Briefly: a floating point number is stored as (sign)(exp)(frac) where sign is 1 bit, exp is 11 bits and frac is the fraction part (after 1.) and is 52 bits. This is enterpreted as the number:
(sign == 1 ? -1 : 1) * 1.(frac) * 2^(exp-1023)
Thus, we can get the 64th by moving the point accoring to the exponent and masking out the 6 bits after the point. In Java:
private static final long MANTISSA_FRAC_BITMAP = 0xfffffffffffffl;
private static final long MANTISSA_IMPLICIT_PREFIX = 0x10000000000000l;
private static final long DENOM_BITMAP = 0x3f; // 1/64
private static final long DENOM_LEN = 6;
private static final int FRAC_LEN = 52;
public String floatAsFrac64(double d) {
long bitmap = Double.doubleToLongBits(d);
long mantissa = bitmap & MANTISSA_FRAC_BITMAP | MANTISSA_IMPLICIT_PREFIX;
long exponent = ((bitmap >> FRAC_LEN) & 0x7ff) - 1023;
boolean negative = (bitmap & (1l << 63)) > 0;
// algorithm:
// d is stored as SE(11)F(52), implicit "1." before F
// move point to the right <exponent> bits to the right:
if(exponent > FRAC_LEN) System.out.println("warning: loosing precision, too high exponent");
int pointPlace = FRAC_LEN-(int)exponent;
// get the whole part as the number left of the point:
long whole = mantissa >> pointPlace;
// get the frac part as the 6 first bits right of the point:
long frac = (mantissa >> (pointPlace-DENOM_LEN)) & DENOM_BITMAP;
// if the last operation shifted 1s out to the right, we lost precision, check with
// if any of these bits are set:
if((mantissa & ((MANTISSA_FRAC_BITMAP | MANTISSA_IMPLICIT_PREFIX) >> (pointPlace - DENOM_LEN))) > 0) {
System.out.println("warning: precision of input is smaller than 1/64");
}
if(frac == 0) return String.format("%d", whole);
int denom = 64;
// test last bit, divide nom and demon by 1 if not 1
while((frac & 1) == 0) {
frac = frac >> 1;
denom = denom >> 1;
}
return String.format("%d %d/%d", whole, frac, denom);
}
(this code can probably be made shorter, but reading bit-flipping-code like this is hard enough as it is...)
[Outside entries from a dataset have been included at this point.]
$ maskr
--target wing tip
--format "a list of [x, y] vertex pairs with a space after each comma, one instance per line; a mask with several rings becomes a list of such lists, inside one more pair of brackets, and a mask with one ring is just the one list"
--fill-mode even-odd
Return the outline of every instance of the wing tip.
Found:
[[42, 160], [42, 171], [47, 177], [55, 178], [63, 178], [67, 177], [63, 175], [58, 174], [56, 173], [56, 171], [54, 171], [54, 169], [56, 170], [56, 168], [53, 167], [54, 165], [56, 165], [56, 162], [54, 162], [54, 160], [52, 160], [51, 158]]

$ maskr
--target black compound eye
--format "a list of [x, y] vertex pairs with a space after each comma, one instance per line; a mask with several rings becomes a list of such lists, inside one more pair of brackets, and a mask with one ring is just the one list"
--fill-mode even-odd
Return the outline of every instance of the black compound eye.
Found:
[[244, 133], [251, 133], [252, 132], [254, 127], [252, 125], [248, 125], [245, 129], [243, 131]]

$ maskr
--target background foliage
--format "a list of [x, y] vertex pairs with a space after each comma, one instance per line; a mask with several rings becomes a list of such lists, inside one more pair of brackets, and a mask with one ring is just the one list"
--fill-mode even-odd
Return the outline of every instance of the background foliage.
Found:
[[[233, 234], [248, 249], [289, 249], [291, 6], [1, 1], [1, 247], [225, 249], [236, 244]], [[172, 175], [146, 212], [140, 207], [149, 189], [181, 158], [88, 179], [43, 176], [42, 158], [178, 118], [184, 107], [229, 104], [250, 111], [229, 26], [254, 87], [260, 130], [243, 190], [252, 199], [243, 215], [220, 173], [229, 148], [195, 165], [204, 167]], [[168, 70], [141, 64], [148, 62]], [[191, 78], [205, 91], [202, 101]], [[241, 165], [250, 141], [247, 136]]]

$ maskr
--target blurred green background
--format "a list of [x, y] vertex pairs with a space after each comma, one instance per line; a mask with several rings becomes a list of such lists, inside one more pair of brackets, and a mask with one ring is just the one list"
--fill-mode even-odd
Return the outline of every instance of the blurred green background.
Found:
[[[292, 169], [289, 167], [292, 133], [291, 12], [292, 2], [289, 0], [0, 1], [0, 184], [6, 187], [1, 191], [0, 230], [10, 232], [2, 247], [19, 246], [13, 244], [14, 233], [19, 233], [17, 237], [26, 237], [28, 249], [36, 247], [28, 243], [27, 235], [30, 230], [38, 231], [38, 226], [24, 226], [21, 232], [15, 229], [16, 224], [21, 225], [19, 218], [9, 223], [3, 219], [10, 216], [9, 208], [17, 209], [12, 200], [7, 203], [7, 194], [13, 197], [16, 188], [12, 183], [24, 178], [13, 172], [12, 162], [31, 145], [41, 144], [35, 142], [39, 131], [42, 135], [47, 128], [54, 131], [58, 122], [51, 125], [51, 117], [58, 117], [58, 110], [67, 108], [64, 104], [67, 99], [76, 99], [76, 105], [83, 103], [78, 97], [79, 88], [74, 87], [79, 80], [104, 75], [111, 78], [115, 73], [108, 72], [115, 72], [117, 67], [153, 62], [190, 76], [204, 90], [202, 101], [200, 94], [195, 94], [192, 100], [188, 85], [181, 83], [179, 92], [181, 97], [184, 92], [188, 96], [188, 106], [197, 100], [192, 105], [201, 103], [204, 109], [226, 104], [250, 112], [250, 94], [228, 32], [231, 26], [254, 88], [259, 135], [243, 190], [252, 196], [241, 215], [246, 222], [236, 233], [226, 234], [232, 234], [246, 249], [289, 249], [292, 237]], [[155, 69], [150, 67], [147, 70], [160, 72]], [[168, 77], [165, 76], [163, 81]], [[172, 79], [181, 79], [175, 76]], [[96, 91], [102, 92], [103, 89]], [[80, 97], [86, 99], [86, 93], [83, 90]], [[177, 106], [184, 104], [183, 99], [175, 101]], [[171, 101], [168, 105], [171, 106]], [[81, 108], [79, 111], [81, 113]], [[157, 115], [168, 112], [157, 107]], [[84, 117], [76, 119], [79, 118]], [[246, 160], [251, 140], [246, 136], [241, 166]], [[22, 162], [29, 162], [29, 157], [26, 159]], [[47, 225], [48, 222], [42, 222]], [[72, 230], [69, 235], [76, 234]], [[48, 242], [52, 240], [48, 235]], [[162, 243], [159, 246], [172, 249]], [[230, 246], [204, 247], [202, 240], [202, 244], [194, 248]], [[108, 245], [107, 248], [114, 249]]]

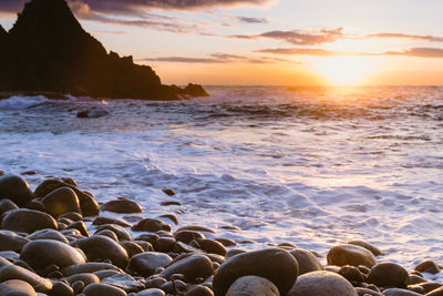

I create simply Fraction library.
The library is available here: https://github.com/adamjak/Fractions
Example:
String s = "1.125";
Fraction f1 = Fraction.tryParse(s);
f1.toString(); // return 9/8
Double d = 2.58;
Fraction f2 = Fraction.createFraction(d);
f2.divide(f1).toString() // return 172/75 (2.29)
To solve this problem (in one of my projects), I took the following steps:
Built a dictionary of decimal/fraction strings.
Wrote a function to search the dictionary for the closest matching fraction depending on the "decimal" part of the number and the matching criteria.